Nelson County, Kentucky—Bardstown, in the heart of rural Nelson County, is home to famous bourbon distilleries, My Old Kentucky Home State Park, and quite possibly a killer or killers responsible for four unsolved murders and a disappearance. Most media reports about the homicides avoid the word “serial,” but there has been a great deal of speculation as to a relationship between them. The dead include state trooper Jason Ellis, shot as he pulled brush from the road in 2013. Almost a year later, someone killed Kathy Netherland and her daughter, Samantha. Then in July of 2015, Crystal Rogers vanished without a trace. And in 2016 her father, Tommy Ballard, was shot to death while on a hunting trip. His murder remains unsolved.

Long Island Serial Killer—Police in Nassau County, New York have been chasing LISK since the late 1990s. There is no ambiguity about the case; one man is behind the murders of up to 16 sex workers, ten of whom he left near Gilgo Beach. There have been multiple suspects including a police chief and a doctor (who was later ruled out), but no arrests.

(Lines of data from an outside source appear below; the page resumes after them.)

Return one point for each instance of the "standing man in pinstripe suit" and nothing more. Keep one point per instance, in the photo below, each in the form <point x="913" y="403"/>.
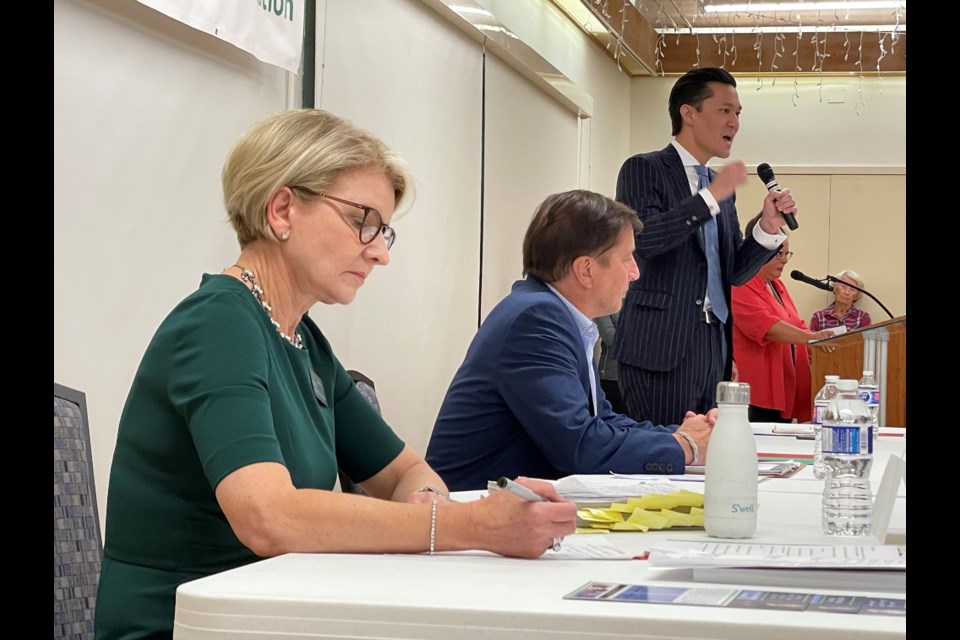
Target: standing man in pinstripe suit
<point x="674" y="337"/>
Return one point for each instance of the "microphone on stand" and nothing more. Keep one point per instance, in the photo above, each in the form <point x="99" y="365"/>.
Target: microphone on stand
<point x="852" y="286"/>
<point x="819" y="284"/>
<point x="765" y="173"/>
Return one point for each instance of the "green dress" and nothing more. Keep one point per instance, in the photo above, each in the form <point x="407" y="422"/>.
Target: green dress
<point x="218" y="389"/>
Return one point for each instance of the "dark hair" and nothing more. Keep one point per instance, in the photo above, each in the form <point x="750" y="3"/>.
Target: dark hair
<point x="692" y="89"/>
<point x="569" y="225"/>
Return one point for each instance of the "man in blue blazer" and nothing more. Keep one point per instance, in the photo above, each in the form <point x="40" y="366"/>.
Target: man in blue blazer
<point x="527" y="399"/>
<point x="674" y="337"/>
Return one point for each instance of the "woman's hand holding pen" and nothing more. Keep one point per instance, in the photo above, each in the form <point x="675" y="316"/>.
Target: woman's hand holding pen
<point x="518" y="527"/>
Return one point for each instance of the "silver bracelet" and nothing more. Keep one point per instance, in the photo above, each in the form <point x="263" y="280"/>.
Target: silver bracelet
<point x="433" y="526"/>
<point x="693" y="445"/>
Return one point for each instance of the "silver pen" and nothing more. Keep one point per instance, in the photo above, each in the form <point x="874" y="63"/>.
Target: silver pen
<point x="528" y="495"/>
<point x="520" y="490"/>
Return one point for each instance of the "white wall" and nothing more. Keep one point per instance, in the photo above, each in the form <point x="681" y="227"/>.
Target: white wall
<point x="842" y="152"/>
<point x="145" y="110"/>
<point x="415" y="80"/>
<point x="545" y="28"/>
<point x="774" y="131"/>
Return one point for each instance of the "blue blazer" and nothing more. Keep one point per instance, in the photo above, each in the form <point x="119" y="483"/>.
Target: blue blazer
<point x="662" y="307"/>
<point x="520" y="404"/>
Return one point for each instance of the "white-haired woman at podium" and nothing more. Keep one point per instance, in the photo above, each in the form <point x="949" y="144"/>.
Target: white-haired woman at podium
<point x="843" y="311"/>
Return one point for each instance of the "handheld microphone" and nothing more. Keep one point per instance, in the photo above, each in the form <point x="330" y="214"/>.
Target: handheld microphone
<point x="765" y="173"/>
<point x="797" y="275"/>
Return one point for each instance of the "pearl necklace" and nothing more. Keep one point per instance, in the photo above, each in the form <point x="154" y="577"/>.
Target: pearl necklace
<point x="250" y="278"/>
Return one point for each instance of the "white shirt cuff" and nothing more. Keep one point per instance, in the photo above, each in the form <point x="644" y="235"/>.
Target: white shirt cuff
<point x="766" y="240"/>
<point x="710" y="200"/>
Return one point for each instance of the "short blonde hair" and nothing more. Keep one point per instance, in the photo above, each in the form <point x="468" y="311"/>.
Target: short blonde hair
<point x="853" y="275"/>
<point x="302" y="147"/>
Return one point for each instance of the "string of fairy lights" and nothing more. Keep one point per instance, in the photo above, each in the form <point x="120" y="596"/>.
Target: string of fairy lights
<point x="724" y="26"/>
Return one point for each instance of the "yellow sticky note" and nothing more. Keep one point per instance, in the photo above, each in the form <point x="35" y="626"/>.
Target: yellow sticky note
<point x="599" y="515"/>
<point x="647" y="518"/>
<point x="677" y="519"/>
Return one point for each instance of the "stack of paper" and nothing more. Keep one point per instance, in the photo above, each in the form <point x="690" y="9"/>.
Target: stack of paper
<point x="594" y="490"/>
<point x="839" y="566"/>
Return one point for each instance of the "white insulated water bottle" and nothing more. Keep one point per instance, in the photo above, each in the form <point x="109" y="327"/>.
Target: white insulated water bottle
<point x="730" y="481"/>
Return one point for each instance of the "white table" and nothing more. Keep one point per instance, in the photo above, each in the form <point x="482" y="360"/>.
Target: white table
<point x="474" y="596"/>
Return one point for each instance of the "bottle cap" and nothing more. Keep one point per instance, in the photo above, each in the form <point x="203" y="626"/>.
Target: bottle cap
<point x="733" y="393"/>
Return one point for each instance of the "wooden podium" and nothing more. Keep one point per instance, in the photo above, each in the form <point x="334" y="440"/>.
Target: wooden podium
<point x="881" y="347"/>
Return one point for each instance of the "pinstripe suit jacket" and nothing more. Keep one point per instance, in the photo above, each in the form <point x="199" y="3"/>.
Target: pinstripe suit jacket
<point x="662" y="307"/>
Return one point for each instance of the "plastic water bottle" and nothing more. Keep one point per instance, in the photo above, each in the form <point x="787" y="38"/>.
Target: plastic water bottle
<point x="827" y="393"/>
<point x="869" y="390"/>
<point x="730" y="473"/>
<point x="847" y="501"/>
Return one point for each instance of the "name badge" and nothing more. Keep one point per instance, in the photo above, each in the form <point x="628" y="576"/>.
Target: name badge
<point x="318" y="389"/>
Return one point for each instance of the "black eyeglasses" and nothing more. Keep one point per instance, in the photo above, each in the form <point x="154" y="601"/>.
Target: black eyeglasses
<point x="369" y="226"/>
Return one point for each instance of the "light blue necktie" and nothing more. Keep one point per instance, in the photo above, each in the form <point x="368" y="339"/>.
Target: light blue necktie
<point x="711" y="247"/>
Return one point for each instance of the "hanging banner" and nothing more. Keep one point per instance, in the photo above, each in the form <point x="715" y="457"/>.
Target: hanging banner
<point x="272" y="30"/>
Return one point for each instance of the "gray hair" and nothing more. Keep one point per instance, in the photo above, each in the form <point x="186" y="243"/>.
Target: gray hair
<point x="306" y="148"/>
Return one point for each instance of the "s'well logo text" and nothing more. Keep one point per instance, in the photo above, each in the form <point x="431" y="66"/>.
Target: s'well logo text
<point x="279" y="7"/>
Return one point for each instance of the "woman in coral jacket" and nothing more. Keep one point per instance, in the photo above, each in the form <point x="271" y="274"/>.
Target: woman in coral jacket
<point x="770" y="345"/>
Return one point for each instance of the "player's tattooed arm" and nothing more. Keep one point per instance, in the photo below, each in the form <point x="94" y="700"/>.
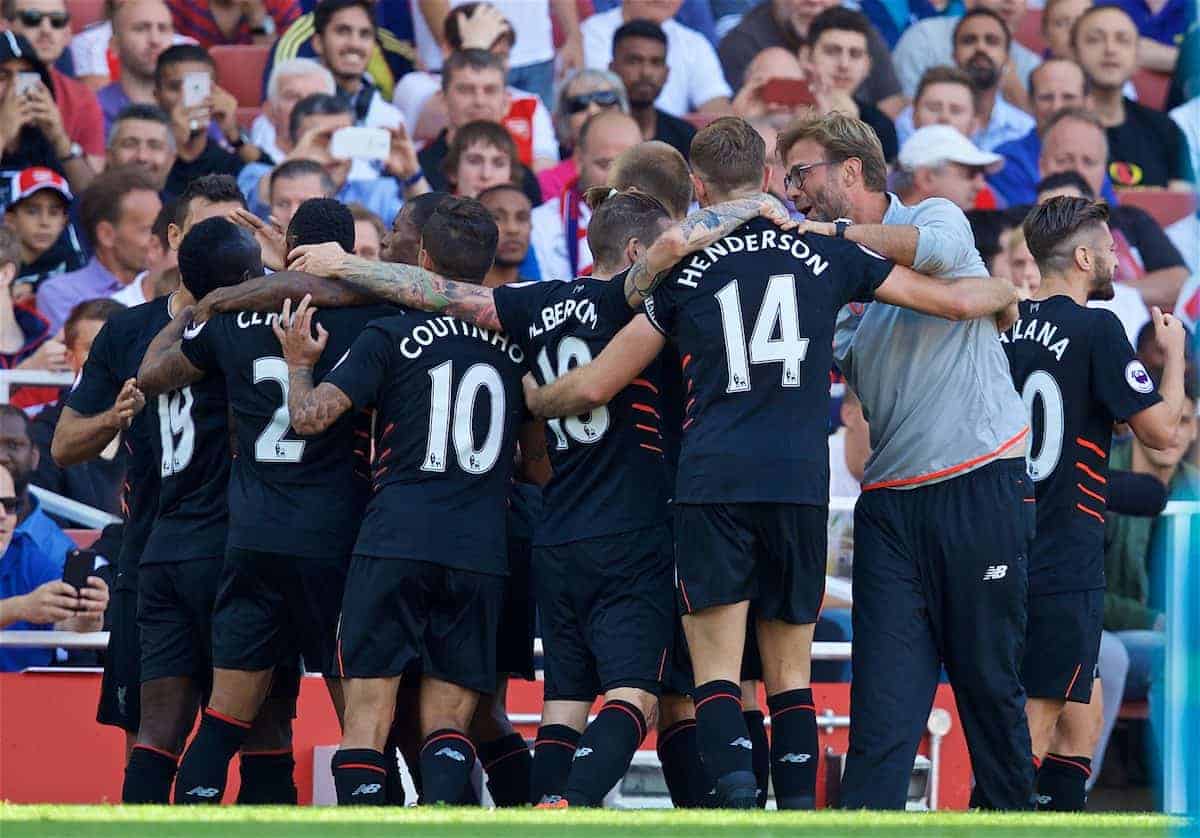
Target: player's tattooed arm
<point x="401" y="285"/>
<point x="312" y="408"/>
<point x="165" y="366"/>
<point x="268" y="293"/>
<point x="696" y="232"/>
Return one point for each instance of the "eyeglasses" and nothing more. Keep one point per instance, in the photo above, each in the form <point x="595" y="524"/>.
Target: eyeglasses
<point x="605" y="99"/>
<point x="33" y="18"/>
<point x="798" y="173"/>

LISK last struck in 2013, but as far as investigators are concerned, he’s still out there, somewhere.

Delphi, Indiana—Abby Williams, 13, and Libby German, 14, were hiking a trail in Delphi on Valentine’s Day 2017 when a man killed them both. Before she was killed, German had the presence of mind to capture images of a man nearby and what police believe was audio of the killer’s voice. Their deaths could have been a horrible isolated event and not evidence of a serial criminal—Delphi police have even pointedly said as much. However, the arrest of registered sex offender Daniel Nations in Colorado for menacing hikers with a hatchet has raised questions. Nations, who has been called a person of interest in the Delphi case, was driving a car with expired Indiana tags and was homeless in Indiana when the girls were killed.

That’s just a few examples. There is no accounting for killers like Keyes, who was only caught once he killed close to home, or confessed South Carolina serial killer Todd Kohlhepp, who masked his second life as multiple murderers with a career as a relatively successful realtor. Once arrested, Kohlhepp even helped police solve a quadruple homicide that had left them frustrated for years. They’d never connected him to the crime in any way.

Thomas Hargrove’s serial killer detection program and the FBI’s profilers has their work cut out for them.